Constitutioneel recht en politieke werkelijkheid
De verbondenheid van het constitutioneel recht met de politieke praktijk is het unieke perspectief van het handboek van Oud. Na 1848 werd het Nederlandse constitutioneel recht vooral behandeld in grondwetscommentaren zoals die van Thorbecke, Buys en Huart; in de eerste helft van de twintigste eeuw verschenen meer systematische handboeken, onder meer van Struycken, Kranenburg en vooral Van der Pot; de eerste druk van diens Handboek van het Nederlandse staatsrecht zag in 1940 het licht. Met het werk van Oud verscheen daarnaast een handboek waarin het constitutioneel recht wordt benaderd vanuit de staatkundige praktijk. Oud erkent in zijn voorwoord bij de eerste druk weliswaar minder theoretische kennis te hebben van het constitutioneel recht dan tijdgenoten als Kranenburg en Van der Pot, maar stelt ook zonder aarzeling veel meer praktische ervaring in het staatsbestuur te hebben. Voorts koos hij nadrukkelijk een historisch en rechtsvergelijkend perspectief: zijn argumentaties verwijzen met enige regelmaat naar de totstandkomingsgeschiedenis van de Grondwet, naar de werking van het Britse parlementaire stelsel en naar de Amerikaanse constitutie.
Kenmerkend voor het werk van Oud zijn de grote nauwkeurigheid en scherpte van zijn redeneringen. Steeds tracht hij de betekenis van de bepalingen van de Grondwet te doorgronden, niet alleen aan de hand van systematische overwegingen, maar ook op basis van de historische en politieke context waarin die bepalingen tot stand kwamen en moesten worden toegepast. Nergens is hij op een wankele redenering te betrappen.
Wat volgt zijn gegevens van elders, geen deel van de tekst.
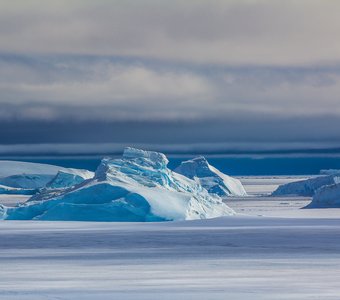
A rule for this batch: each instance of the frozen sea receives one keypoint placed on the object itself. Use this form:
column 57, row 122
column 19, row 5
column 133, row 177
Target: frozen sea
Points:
column 271, row 250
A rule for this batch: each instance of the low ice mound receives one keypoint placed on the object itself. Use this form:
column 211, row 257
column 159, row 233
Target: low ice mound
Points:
column 137, row 187
column 9, row 168
column 330, row 172
column 26, row 181
column 28, row 178
column 69, row 178
column 326, row 197
column 15, row 191
column 210, row 178
column 305, row 188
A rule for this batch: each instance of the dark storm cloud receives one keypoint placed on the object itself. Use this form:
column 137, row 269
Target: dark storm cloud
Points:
column 179, row 71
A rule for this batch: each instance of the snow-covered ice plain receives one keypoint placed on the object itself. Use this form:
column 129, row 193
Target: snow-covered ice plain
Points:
column 271, row 250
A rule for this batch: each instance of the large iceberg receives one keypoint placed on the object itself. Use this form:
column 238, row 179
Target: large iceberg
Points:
column 210, row 178
column 137, row 187
column 305, row 188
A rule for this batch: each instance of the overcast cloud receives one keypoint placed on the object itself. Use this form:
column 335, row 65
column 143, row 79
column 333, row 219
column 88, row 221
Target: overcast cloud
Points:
column 202, row 62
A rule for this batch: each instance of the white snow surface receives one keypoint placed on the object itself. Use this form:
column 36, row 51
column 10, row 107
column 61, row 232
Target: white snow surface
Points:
column 295, row 255
column 138, row 187
column 211, row 178
column 239, row 258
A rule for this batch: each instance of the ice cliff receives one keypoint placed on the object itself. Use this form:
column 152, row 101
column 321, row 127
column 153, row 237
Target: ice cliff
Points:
column 305, row 188
column 137, row 187
column 210, row 178
column 327, row 196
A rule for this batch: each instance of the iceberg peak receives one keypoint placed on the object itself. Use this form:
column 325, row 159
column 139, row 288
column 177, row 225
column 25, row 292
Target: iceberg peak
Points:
column 136, row 187
column 154, row 159
column 210, row 178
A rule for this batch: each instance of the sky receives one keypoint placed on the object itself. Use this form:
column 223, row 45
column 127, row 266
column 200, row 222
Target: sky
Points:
column 169, row 72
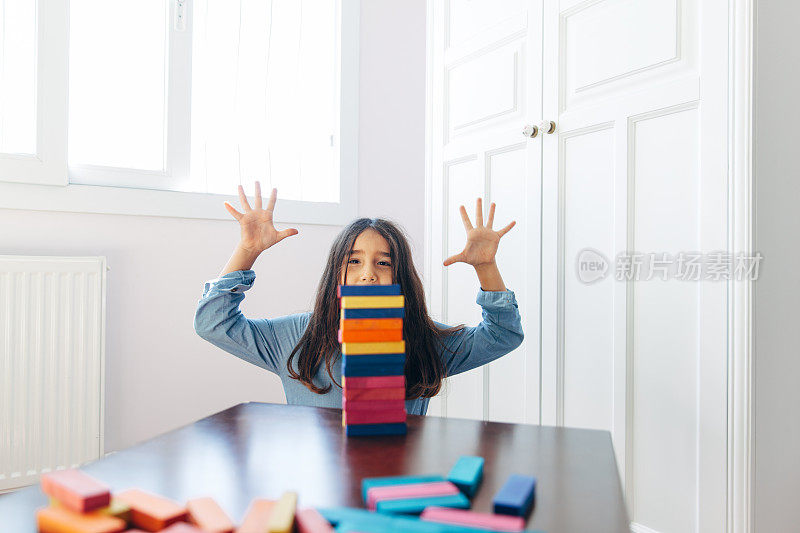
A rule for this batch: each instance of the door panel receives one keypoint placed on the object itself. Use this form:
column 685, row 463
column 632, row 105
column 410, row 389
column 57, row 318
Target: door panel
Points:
column 485, row 73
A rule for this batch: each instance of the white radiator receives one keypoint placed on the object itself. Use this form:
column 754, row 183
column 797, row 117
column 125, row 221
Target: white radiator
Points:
column 52, row 352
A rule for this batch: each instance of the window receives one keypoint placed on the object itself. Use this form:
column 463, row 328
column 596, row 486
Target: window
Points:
column 179, row 101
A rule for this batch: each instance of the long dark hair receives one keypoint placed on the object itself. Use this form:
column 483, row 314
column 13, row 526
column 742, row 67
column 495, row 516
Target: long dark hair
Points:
column 319, row 344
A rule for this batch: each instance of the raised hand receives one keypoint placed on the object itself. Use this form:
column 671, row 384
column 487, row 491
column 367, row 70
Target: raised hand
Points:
column 482, row 241
column 258, row 231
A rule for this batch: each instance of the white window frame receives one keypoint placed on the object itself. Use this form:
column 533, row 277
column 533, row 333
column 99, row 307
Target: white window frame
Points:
column 52, row 189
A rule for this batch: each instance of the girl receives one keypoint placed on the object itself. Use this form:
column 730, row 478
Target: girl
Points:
column 303, row 348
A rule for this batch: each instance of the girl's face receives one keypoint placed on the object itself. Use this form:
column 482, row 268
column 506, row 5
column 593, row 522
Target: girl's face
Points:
column 369, row 262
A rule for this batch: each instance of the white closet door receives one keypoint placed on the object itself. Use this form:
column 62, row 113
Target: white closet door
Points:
column 637, row 88
column 485, row 68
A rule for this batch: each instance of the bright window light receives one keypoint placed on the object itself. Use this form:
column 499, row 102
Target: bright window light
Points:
column 264, row 96
column 117, row 90
column 18, row 76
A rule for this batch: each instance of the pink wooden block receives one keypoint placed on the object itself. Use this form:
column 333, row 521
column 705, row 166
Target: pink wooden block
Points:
column 372, row 405
column 310, row 521
column 461, row 517
column 378, row 416
column 372, row 382
column 412, row 490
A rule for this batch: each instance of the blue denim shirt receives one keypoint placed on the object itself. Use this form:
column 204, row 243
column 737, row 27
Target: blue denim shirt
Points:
column 267, row 342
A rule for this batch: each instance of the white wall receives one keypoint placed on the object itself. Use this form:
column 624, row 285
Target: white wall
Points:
column 159, row 373
column 777, row 291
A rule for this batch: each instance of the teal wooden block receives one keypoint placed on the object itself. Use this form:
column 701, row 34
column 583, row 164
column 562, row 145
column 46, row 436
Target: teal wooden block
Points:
column 417, row 505
column 467, row 474
column 369, row 482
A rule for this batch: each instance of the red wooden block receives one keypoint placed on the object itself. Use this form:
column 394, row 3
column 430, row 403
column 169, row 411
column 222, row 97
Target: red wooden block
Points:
column 351, row 324
column 461, row 517
column 206, row 514
column 357, row 395
column 382, row 416
column 75, row 490
column 372, row 405
column 63, row 520
column 182, row 527
column 412, row 490
column 151, row 512
column 374, row 382
column 310, row 521
column 257, row 517
column 370, row 335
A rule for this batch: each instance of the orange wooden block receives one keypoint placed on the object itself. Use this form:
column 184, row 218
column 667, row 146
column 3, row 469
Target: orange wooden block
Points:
column 151, row 512
column 310, row 521
column 63, row 520
column 370, row 335
column 354, row 324
column 206, row 514
column 257, row 517
column 76, row 490
column 182, row 527
column 357, row 395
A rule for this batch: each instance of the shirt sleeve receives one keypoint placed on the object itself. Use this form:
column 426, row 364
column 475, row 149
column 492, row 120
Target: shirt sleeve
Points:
column 499, row 333
column 262, row 342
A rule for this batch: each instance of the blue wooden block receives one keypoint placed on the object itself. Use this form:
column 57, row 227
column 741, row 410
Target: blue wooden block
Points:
column 417, row 505
column 369, row 482
column 467, row 474
column 380, row 312
column 351, row 519
column 395, row 369
column 373, row 360
column 368, row 290
column 516, row 496
column 362, row 430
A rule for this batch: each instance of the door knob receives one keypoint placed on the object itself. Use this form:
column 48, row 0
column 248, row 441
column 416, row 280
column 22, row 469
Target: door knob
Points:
column 547, row 126
column 530, row 131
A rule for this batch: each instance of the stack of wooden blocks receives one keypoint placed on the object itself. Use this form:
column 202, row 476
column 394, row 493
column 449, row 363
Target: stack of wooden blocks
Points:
column 373, row 359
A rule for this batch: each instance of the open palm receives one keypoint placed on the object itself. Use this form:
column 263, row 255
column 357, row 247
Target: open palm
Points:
column 258, row 230
column 482, row 241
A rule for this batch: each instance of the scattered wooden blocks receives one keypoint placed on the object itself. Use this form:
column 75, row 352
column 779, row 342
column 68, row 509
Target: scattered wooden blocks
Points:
column 206, row 514
column 461, row 517
column 182, row 527
column 257, row 517
column 310, row 521
column 417, row 505
column 151, row 512
column 63, row 520
column 372, row 482
column 413, row 490
column 76, row 490
column 467, row 474
column 282, row 518
column 515, row 496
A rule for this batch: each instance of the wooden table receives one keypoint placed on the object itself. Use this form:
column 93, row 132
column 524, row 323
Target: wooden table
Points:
column 260, row 450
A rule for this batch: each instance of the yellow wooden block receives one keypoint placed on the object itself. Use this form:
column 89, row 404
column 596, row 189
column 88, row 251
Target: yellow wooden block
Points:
column 360, row 348
column 282, row 518
column 372, row 302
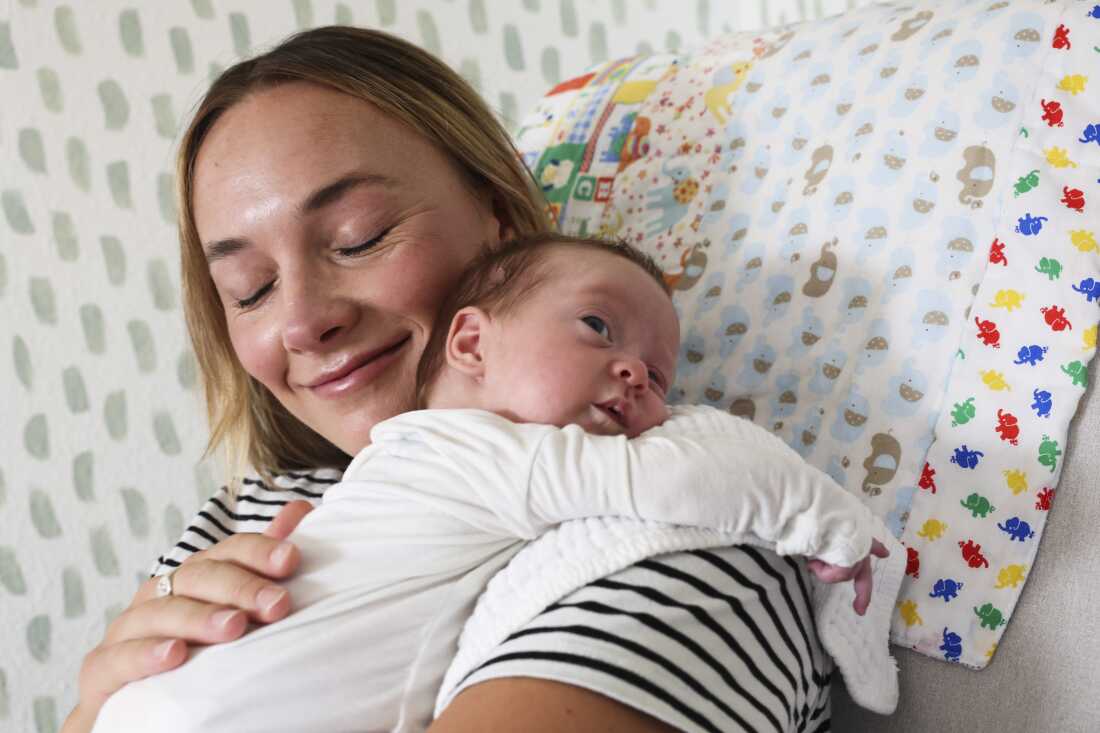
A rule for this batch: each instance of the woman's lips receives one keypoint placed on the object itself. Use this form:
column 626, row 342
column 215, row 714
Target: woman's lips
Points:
column 361, row 375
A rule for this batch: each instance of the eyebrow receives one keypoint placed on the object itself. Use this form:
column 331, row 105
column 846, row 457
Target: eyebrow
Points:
column 318, row 199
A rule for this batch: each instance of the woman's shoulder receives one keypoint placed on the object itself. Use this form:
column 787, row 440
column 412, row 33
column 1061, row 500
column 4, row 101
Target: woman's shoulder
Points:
column 250, row 506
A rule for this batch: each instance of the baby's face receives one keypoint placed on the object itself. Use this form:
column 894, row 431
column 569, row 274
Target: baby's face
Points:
column 595, row 345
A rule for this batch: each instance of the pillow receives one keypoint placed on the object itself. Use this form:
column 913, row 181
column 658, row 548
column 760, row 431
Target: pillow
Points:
column 877, row 231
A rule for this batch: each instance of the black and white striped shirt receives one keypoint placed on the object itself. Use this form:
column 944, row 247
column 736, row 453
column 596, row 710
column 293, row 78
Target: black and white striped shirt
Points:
column 721, row 639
Kort na het verschijnen van deel I werd het werk besproken in boekaankondigingen in het Nederlands Juristenblad (17 januari 1948) en in de Gemeentestem (24 januari 1948). Beide besprekingen prijzen vooral de verbinding tussen het constitutioneel recht en de staatkundige praktijk. De Gemeentestem schrijft: “Het lijkt ons een onschatbare aanvulling van de boekenkast van hen, die in het staatsrecht belang stellen, maar vooral ook van al diegenen, die in enigerlei positie aan de staatkunde zelf deelnemen.” De recensent van het Juristenblad eindigt zijn bespreking zelfs op bezorgde toon: “Dat de lezer van dit deel zich met grote bezorgdheid afvraagt, of de drukke werkzaamheden van de schrijver hem nog wel de tijd zullen laten dit hoogst belangrijke werk te voltooien, is tenslotte wel het beste compliment, dat de auteur gebracht kan worden. Moge hij zijn lezers niet teleurstellen!“
Anders dan Ouds eigen Honderd jaren heeft Het constitutioneel recht van het Koninkrijk der Nederlanden na zijn overlijden geen nieuwe bewerking meer gekregen. De tweede druk uit 1970, op de bewerking van twee hoofdstukken na van Ouds eigen hand, is daarmee ook de laatste. Dat is spijtig, want zijn werk is nog steeds van belang voor wie het huidige constitutioneel recht vanuit de historische en politieke context wil begrijpen. Het laat zien hoe het constitutioneel recht de politieke werkelijkheid vorm geeft, maar tegelijk ook door de politieke werkelijkheid wordt gevormd.
Dit blog is een bewerking van een bijdrage van de hand van dezelfde auteur die eerder verscheen in: Pro Memorie 2019/2 – Juristen die schreven en bleven.